Island Life by David Slack

126

Driving around Mt Eden, looking for a bed.

Forget about the men who sit around John Key's cabinet table. If you want action, if you want decisiveness, if you want certainty of purpose, Judith 'Crusher' Collins is your man.

The talkback callers love her because she sorts people out: the boy racers, Barry Matthews - well maybe not Barry - and now the crims. Stick 'em in a container. It's the only language they understand etc.

This is sublime politics. The rednecks think she's one of their own, but we greenies know what's up. She's playing the most artful of games, and we are really warming to her.

Look again. Crush the boy racers' cars; take one in every ten cop cars off the road, convert used shipping containers into prison cells. Judith's a tree hugger! Finally I understand why the police let us onto the harbour bridge. Their minister is anti-car! She loves the bikes, prefers to walk, and dies a little every time her driver holds opens the BMW door for her.

This is what you overlook when you deride a greenie as loopy and fanciful: they're thrifty, frugal, and bursting with common sense. And this is where I now let the air out of the tyres. I'm not going to bag Judith's Collin's stick-them-in-shipping-containers idea. I have to say it: this might not be a bad idea.

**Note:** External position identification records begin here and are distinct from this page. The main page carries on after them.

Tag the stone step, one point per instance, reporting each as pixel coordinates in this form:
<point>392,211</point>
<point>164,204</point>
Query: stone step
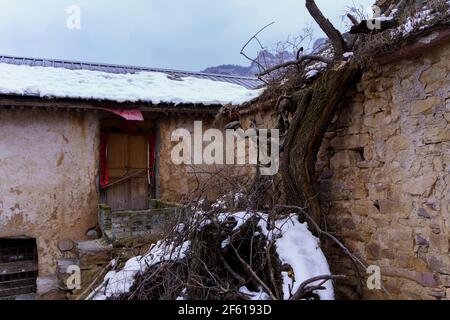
<point>93,253</point>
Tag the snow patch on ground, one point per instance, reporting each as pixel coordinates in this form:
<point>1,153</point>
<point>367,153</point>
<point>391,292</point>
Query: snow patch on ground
<point>116,283</point>
<point>151,87</point>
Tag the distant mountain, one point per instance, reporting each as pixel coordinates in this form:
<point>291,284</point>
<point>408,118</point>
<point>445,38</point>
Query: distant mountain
<point>265,58</point>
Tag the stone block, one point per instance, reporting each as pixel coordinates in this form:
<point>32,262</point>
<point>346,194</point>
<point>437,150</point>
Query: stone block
<point>424,106</point>
<point>93,253</point>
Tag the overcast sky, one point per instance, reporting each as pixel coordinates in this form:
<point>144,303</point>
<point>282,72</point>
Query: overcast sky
<point>176,34</point>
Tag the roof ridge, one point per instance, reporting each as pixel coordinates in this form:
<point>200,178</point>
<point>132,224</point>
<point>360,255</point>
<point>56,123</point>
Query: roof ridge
<point>125,66</point>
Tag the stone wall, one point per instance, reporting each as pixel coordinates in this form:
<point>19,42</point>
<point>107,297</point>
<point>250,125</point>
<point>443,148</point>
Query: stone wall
<point>385,177</point>
<point>123,228</point>
<point>48,165</point>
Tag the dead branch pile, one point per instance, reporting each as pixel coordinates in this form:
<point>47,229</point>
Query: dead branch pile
<point>225,256</point>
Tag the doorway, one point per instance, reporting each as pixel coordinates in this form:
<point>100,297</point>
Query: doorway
<point>127,164</point>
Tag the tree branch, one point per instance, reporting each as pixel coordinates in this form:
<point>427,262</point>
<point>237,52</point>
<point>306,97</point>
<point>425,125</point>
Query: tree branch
<point>304,290</point>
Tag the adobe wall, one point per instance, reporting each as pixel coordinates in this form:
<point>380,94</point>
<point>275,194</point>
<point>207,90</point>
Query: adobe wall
<point>48,168</point>
<point>179,183</point>
<point>385,177</point>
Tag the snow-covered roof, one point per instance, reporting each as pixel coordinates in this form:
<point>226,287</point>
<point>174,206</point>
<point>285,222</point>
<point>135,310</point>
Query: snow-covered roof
<point>120,83</point>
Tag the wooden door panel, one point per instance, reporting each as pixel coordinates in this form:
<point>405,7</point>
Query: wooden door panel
<point>117,154</point>
<point>128,154</point>
<point>139,193</point>
<point>138,152</point>
<point>118,198</point>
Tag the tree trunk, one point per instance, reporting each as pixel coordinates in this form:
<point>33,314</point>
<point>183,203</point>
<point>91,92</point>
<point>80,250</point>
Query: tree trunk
<point>315,110</point>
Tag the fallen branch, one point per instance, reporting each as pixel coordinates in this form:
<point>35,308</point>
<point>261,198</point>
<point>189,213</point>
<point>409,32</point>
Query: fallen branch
<point>296,62</point>
<point>304,290</point>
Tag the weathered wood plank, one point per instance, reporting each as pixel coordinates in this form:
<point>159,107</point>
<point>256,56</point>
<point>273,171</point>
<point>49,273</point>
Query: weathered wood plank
<point>18,267</point>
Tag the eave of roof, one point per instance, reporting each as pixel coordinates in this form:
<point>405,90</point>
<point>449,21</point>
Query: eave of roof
<point>247,82</point>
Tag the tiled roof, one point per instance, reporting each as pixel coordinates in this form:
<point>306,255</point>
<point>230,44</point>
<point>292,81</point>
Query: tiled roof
<point>247,82</point>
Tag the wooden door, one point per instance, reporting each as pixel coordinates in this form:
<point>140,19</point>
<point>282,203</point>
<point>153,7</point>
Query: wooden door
<point>128,154</point>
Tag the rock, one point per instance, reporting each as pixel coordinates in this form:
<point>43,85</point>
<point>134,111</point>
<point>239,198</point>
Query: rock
<point>423,213</point>
<point>46,284</point>
<point>93,253</point>
<point>421,241</point>
<point>424,106</point>
<point>356,141</point>
<point>436,135</point>
<point>65,245</point>
<point>92,234</point>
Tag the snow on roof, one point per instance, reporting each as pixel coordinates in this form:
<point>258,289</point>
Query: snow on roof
<point>143,86</point>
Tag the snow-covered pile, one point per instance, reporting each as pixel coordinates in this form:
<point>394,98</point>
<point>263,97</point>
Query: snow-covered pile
<point>151,87</point>
<point>295,245</point>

You will find chapter and verse on this web page, by someone who has collected examples from all over the world of containers being adapted to other purposes including, but by no means limited to, the following:

emergency shelters, school buildings, urban homes, rural homes, large houses, apartment and office buildings, artists’ studios, sleeping rooms, stores, shopping malls, transportable factories, mobile exhibition spaces, telco hubs, bank vaults, medical clinics, radar stations, abstract art, data centers, experimental labs, and relocatable marijuana gardens

Here is a house made out of six of them.


As ever, so much lies in the language. If you call them containers, it just sounds cruel. But this here is what you call an inter-modal steel building unit.

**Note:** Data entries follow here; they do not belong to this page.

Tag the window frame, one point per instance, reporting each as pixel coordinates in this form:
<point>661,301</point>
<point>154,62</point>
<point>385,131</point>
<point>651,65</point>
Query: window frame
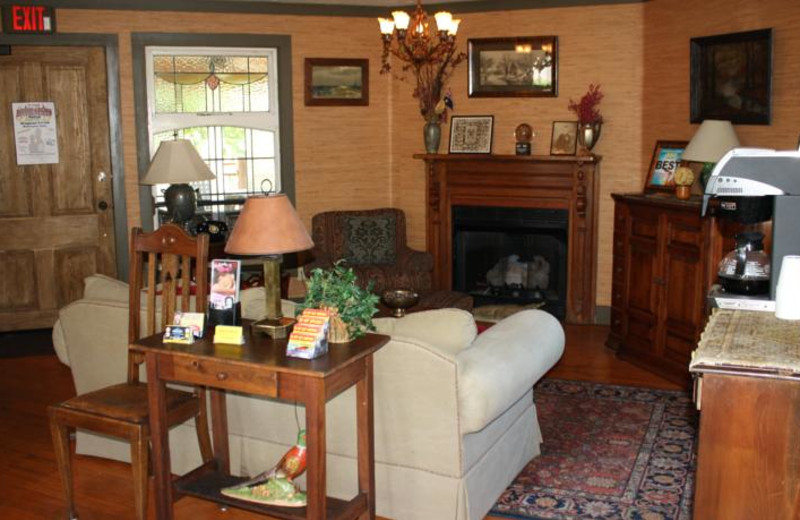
<point>285,148</point>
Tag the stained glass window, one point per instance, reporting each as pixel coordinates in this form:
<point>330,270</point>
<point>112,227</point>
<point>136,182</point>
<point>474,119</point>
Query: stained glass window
<point>224,100</point>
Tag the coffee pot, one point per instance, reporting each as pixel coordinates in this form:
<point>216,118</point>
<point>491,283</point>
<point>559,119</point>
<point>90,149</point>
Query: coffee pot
<point>746,269</point>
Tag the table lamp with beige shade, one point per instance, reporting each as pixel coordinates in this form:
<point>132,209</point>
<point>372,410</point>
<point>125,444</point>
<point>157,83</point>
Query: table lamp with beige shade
<point>713,139</point>
<point>269,226</point>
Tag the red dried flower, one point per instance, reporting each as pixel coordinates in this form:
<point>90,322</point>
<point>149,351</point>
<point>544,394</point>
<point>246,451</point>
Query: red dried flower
<point>586,109</point>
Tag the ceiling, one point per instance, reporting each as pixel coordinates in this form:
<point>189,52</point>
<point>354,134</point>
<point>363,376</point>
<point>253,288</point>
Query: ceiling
<point>381,3</point>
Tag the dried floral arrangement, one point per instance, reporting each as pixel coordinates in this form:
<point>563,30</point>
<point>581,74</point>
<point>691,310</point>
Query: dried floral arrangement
<point>586,109</point>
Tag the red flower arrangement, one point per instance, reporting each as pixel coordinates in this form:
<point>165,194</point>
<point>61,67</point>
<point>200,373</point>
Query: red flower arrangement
<point>586,109</point>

There is another alternative, and Brian Rudman has been quick to notice it. He suggests you could buy accommodation for less than replacement cost in downtown Auckland. Stick the overflowing prisoners - the ones near the end of their sentence - in some of the CBD apartment blocks. All very well, but I fear Mr Rudman is speaking from the comfortable remove of the middle class. Has he been inside one of these places? I have. I'm not familiar with the fine print of the Universal Declaration of Human Rights, but I'm pretty sure your typical Auckland city apartment violates some minimum standard.